The trail now dips southeast into Wyoming. Away from the forests and the tourist fleecing activity of the Yellowstone and Grand Teton National Parks I ride into the badlands of the arid Wyoming basin. The locals say that the rivers and streams that go into the basin don’t come out and water supply becomes a bit of an issue at times as some of the reported watering holes turn out to be dry. Yet the arid landscape is very beautiful if you are into barren voids. There is a photo below of one of the majestic storms that careen across the basin each afternoon. As one of these storms bore down on me one evening I actually had to hang onto the tent (again) against the wind and capture the water off the tent to filter and drink (which I’m glad no one caught on camera).
Grand Teton National Park just south of Yellowstone has some lovely scenery.
In Grand Teton National Park
The best coffee in a long time is in the lovely trekking, coffee and brewery town of Pinedale in Wyoming.
Washboard shakes things up a bit.
Not a lot out here apart from a few ‘tax cows’.
Saw this lovely Co-Motion tandem heading into the basin at Boulder.
Missoula is a funky little craft beer lovin’ city with loads of cycling credibility so I perch myself at the bar of a brewery in the centre of town to enjoy some cool and refreshing IPAs. Montana is proving to be a good place to find a nice beer and lashings of lovely huckleberry smoothies. At last out of the column of trees that was Canada I stretch out and surge out across the prairie. Wisdom further south marks a cultural change to something more akin to ‘the West’; well, my image of it anyway.

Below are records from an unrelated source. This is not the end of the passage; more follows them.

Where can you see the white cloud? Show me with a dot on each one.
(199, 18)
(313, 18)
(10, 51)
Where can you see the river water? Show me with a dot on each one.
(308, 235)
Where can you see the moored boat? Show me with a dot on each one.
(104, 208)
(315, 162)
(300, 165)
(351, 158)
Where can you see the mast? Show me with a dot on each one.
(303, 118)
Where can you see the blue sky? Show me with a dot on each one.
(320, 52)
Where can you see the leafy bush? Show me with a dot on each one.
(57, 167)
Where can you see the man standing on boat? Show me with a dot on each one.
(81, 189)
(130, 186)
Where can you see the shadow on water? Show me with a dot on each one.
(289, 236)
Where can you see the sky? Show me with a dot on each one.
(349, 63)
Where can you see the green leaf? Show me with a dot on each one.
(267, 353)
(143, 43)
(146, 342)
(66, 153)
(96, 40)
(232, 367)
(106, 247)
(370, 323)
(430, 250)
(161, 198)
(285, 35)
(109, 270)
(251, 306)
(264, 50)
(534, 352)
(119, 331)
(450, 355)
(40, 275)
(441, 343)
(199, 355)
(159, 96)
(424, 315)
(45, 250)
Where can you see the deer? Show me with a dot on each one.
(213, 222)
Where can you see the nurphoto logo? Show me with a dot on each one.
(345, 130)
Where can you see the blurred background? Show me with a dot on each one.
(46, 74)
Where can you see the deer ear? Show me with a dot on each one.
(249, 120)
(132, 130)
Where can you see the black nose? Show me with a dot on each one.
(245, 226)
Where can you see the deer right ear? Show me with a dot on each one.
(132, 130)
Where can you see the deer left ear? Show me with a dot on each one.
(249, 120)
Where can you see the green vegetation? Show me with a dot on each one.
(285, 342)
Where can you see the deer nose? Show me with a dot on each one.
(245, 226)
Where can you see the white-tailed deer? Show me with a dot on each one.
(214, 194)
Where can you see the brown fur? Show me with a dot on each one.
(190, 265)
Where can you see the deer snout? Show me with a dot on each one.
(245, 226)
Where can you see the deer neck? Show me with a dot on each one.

I avoid the gun show that is in town for two days (a sad affair in the community hall charging $5 to get in) and ride on for Jackson (Rosa’s Cafe), then over a small pass and and a roll of 20km down into Dillon, a brewery town boasting a university.
South of Dillon I decide to cut across the north of the Blacktail Mountains on a quiet dirt road towards Yellowstone National Park and after an afternoon’s riding without a lot of water, find a bridge with a pretty rank river that can at least provide some water for boiling. Curtis who is riding towards Denver at a rate of knots arrives with just enough time to set camp before a storm that has been threatening to arrive for most of the afternoon hits with full force. These things are building up during hot summer days and this one soon turns into an electrical storm the likes of which this boy has not seen for some time. The pre-storm winds take on biblical proportions and I’m soon hunkered down in the tent hanging on for grim death, watching the lightning flashes through the flimsy sheeting as they all too gradually flash across the sky. Having Curtis there at least increased the chances of the lightning barbecuing someone who was not your worthy correspondent – thanks Curtis.
Then it is across the border into Idaho momentarily and a lovely little lodge/bar/cabin property called Squirrel Creek along the Ashton road just west of the Teton National Park. Am hoping back onto the ‘great-divide biking route again now so on sighting the bike-friendly sign (refer photo) your correspondent cruises in for an afternoon of gas-bagging and imbibing with the owners and some guy who just seemed to be there to drink beer. Then off into Wyoming and the Yellowstone and Teton National Parks.
Lovely garden decoration with a water feature emanating from the front grill.
Rosa’s Cafe in Jackson, Montana.
Biker heaven, this way?
Squirrel Creek is a great place to sit on the porch with the owners and locals and chew the fat while re-hydrating on a large amount of beer.